At the beginning of the school year, my daughter told me that she hated going to youth group because she didn’t feel like she fit in. I didn’t lecture her or force her to go, I prayed with her and for her. Every day I prayed God would help her to feel comfortable, help her find her group of people. A few weeks later our church announced they were starting a small group for high schoolers, kind of an alternative to attending Wednesday night youth group. Becca hesitantly agreed to try it. I’ll never forget when she came out to the car after that first meeting. She was smiling from ear-to-ear. Instead of dozens of teens in attendance, there were six.
“So you liked it?” I asked.
”I loved it,” she said.
Prayer accomplished results I never could have on my own.
For over a year I’ve been praying that my husband would love me as Christ loves the church because that’s what the Bible says men should do and, well, I felt entitled to it. As I penned my prayer for my family yesterday, God told me I needed to pray for myself to love and respect him completely. I can still pray for my man to love me as Jesus loves the church, but I need to recognize my role in our relationship as well.
I encourage you as you write out your prayer for your family, that you think about each family member and where they’re at right now. What specific needs do they have? We become prayer warriors for our family when we recognized their needs as well as our inability to meet it. When we realize that prayer is not just about bringing the big stuff to God. Prayer is turning everything over to Him with the understanding that He is more than able to meet our needs.

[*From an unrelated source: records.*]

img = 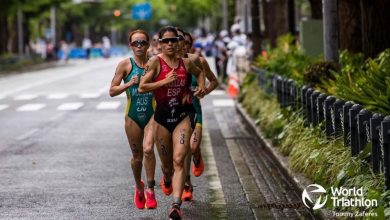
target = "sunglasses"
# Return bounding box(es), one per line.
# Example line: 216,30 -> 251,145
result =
159,37 -> 179,44
130,40 -> 149,47
177,35 -> 184,41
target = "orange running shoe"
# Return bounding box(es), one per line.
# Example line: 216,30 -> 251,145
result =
145,190 -> 157,209
169,205 -> 182,220
181,186 -> 193,202
160,176 -> 173,196
192,154 -> 204,177
134,180 -> 146,209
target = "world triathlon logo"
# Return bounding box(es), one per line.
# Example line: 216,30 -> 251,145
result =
302,184 -> 328,210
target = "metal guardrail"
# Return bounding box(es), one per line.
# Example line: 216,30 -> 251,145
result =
252,67 -> 390,190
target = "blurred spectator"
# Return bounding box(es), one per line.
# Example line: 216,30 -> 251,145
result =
58,40 -> 69,62
148,34 -> 161,57
213,30 -> 230,82
102,36 -> 111,58
82,37 -> 92,60
226,24 -> 248,80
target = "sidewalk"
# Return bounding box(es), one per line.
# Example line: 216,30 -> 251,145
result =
202,91 -> 314,219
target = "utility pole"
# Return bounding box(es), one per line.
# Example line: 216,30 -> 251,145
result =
222,0 -> 229,30
50,6 -> 57,45
287,0 -> 295,36
251,0 -> 262,57
322,0 -> 339,62
17,4 -> 24,56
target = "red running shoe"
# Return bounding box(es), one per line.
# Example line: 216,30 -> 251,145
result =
160,176 -> 173,196
169,205 -> 182,220
192,154 -> 204,177
145,190 -> 157,209
181,186 -> 193,202
134,180 -> 146,209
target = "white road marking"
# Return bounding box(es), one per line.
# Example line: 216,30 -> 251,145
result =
16,103 -> 46,112
80,93 -> 100,99
57,102 -> 84,111
15,94 -> 38,100
213,99 -> 235,107
47,93 -> 69,99
17,128 -> 38,141
96,102 -> 121,110
209,90 -> 226,95
114,92 -> 127,98
201,121 -> 227,219
0,105 -> 9,111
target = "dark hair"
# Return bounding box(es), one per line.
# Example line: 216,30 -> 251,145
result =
176,27 -> 184,34
184,32 -> 194,43
128,29 -> 149,43
158,26 -> 177,39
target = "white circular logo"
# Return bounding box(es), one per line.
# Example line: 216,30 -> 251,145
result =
302,184 -> 328,210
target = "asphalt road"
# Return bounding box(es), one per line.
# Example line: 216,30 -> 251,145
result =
0,58 -> 235,219
0,58 -> 313,219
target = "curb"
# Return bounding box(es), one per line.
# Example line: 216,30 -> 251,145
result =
236,101 -> 336,219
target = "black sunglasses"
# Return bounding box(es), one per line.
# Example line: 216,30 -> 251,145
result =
159,37 -> 179,44
177,35 -> 184,41
130,40 -> 149,47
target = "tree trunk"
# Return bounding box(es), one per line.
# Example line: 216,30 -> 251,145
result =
309,0 -> 322,19
338,0 -> 362,53
261,0 -> 271,39
0,11 -> 8,54
360,0 -> 390,57
251,0 -> 261,57
267,0 -> 288,47
287,0 -> 296,36
324,0 -> 339,62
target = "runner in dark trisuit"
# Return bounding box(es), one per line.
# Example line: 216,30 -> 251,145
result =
139,26 -> 205,219
110,30 -> 157,209
178,29 -> 218,201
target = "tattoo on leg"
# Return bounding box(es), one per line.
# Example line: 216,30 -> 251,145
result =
158,139 -> 168,156
161,144 -> 168,155
130,144 -> 138,154
180,129 -> 185,144
194,132 -> 198,143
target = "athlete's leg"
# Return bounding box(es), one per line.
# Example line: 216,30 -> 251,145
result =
153,122 -> 173,180
191,124 -> 202,159
143,117 -> 157,209
125,116 -> 143,190
143,117 -> 156,190
172,116 -> 191,203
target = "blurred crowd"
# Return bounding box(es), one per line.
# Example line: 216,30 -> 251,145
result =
31,36 -> 112,62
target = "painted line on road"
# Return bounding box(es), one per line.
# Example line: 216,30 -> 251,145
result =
46,93 -> 69,99
0,105 -> 9,111
213,99 -> 235,107
96,101 -> 121,110
57,102 -> 84,111
16,103 -> 46,112
14,94 -> 38,100
209,90 -> 226,95
0,59 -> 116,96
202,121 -> 228,219
80,93 -> 100,99
16,128 -> 39,141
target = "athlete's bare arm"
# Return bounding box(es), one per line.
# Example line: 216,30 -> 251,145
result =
185,59 -> 205,98
138,56 -> 177,93
199,57 -> 218,95
109,59 -> 134,97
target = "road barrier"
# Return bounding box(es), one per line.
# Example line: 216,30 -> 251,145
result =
252,67 -> 390,190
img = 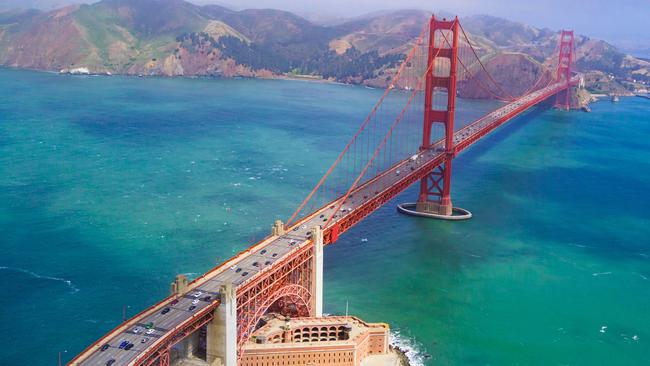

If you don’t have a spouse or kids, pray for your future spouse. Pray for your parents, siblings, and other family members. I don’t know about you, but it’s my heart’s desire that my entire family would come to know Christ. I’ve been praying for them all (parents, brother, grandparents, aunts, uncles, cousins) by name since I was saved at fifteen. What a blessing it is to see God working in each of their lives.
“I urge you, for the sake of your family, take the fight into your prayer room rather than your living room.” (Shirer 92)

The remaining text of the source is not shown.